I would like to congratulate Peter Lynham for his second placing. I am reliably informed that he would have taken first place if not for a mob of racers breaking them up. Well-done Pete, and hard luck! I would like to thank all the World Cup Team for all their hard work, and Dennis Burke for completing the mammoth task of judging all those kits. A special thanks must go to our regional director Paul Lee who has done a sterling job, running the World cup and our National fly’s for so long, I don’t know how we will manage without him when he retires from the job.

Many, many thanks, to all those who have wished me well, and offered their congratulations and support.

When I announced that I wouldn’t leave home to judge next years fly, I was overwhelmed by some of the offers of help that I received from around the world, and from friends and family in England. My decision not to judge was made even before I knew the final result, but the generosity of spirit I have felt from the hobby, often from guys I’ve never met, has been an experience that has made me feel very humble, and I don’t mind admitting, just a bit emotional, thanks, you guys.

It is this camaraderie that makes Roller flying such a wonderful sport.

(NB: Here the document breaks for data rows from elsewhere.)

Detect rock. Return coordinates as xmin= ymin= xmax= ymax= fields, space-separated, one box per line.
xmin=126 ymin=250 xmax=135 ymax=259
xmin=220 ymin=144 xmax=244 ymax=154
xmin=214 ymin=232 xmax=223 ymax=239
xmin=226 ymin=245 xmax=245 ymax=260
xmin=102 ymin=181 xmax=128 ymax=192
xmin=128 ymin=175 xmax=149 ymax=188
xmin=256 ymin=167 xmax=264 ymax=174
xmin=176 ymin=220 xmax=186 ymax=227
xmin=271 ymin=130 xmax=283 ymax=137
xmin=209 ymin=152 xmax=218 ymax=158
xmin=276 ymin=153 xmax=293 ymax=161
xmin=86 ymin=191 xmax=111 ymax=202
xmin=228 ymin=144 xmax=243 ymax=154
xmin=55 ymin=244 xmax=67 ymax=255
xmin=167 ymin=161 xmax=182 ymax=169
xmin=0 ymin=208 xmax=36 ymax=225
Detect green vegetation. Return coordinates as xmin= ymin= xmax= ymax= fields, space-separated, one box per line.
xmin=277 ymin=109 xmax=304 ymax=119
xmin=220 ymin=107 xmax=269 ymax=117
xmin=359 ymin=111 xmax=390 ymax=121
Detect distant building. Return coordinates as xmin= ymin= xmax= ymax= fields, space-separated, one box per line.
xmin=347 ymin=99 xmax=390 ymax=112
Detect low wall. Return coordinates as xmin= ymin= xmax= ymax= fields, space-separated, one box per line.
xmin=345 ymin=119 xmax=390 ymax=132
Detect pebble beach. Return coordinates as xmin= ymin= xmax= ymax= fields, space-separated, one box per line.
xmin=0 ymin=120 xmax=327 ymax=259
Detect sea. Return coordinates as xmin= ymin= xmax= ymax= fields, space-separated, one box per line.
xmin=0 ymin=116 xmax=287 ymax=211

My ambitions for the future, apart from repeating this years success, are to one day  fly a kit comprised entirely of top class rollers that break together,

 Score a full turn in competition, (wouldn’t we all just love to do that),

 also one day I’d like to win an English National Fly, and an All England flying Trophy of any sort. Maybe one day I will win the novices trophy, we can all dream.

First and last, I would like to thank my wife Linda for her support through the years.

She was as pleased as me when we got the final result. Her constant disappointment is that she cannot put on the lunches and teas for the flies so often, like she used to enjoy doing.

 P.S Over the years we have owned a horse, dogs, aviary birds, poultry, rabbits, fish, (tropical and freshwater), cavies, mice, gerbils, hamsters, and pigeons, but she never did get that duck. Please! don’t anyone remind her.

Editors Note : Pete won the old bird fly in the All England Roller Club fly. And also won the secretary's merit shield for most quality points and one of his rollers came third in the rose bowl competition.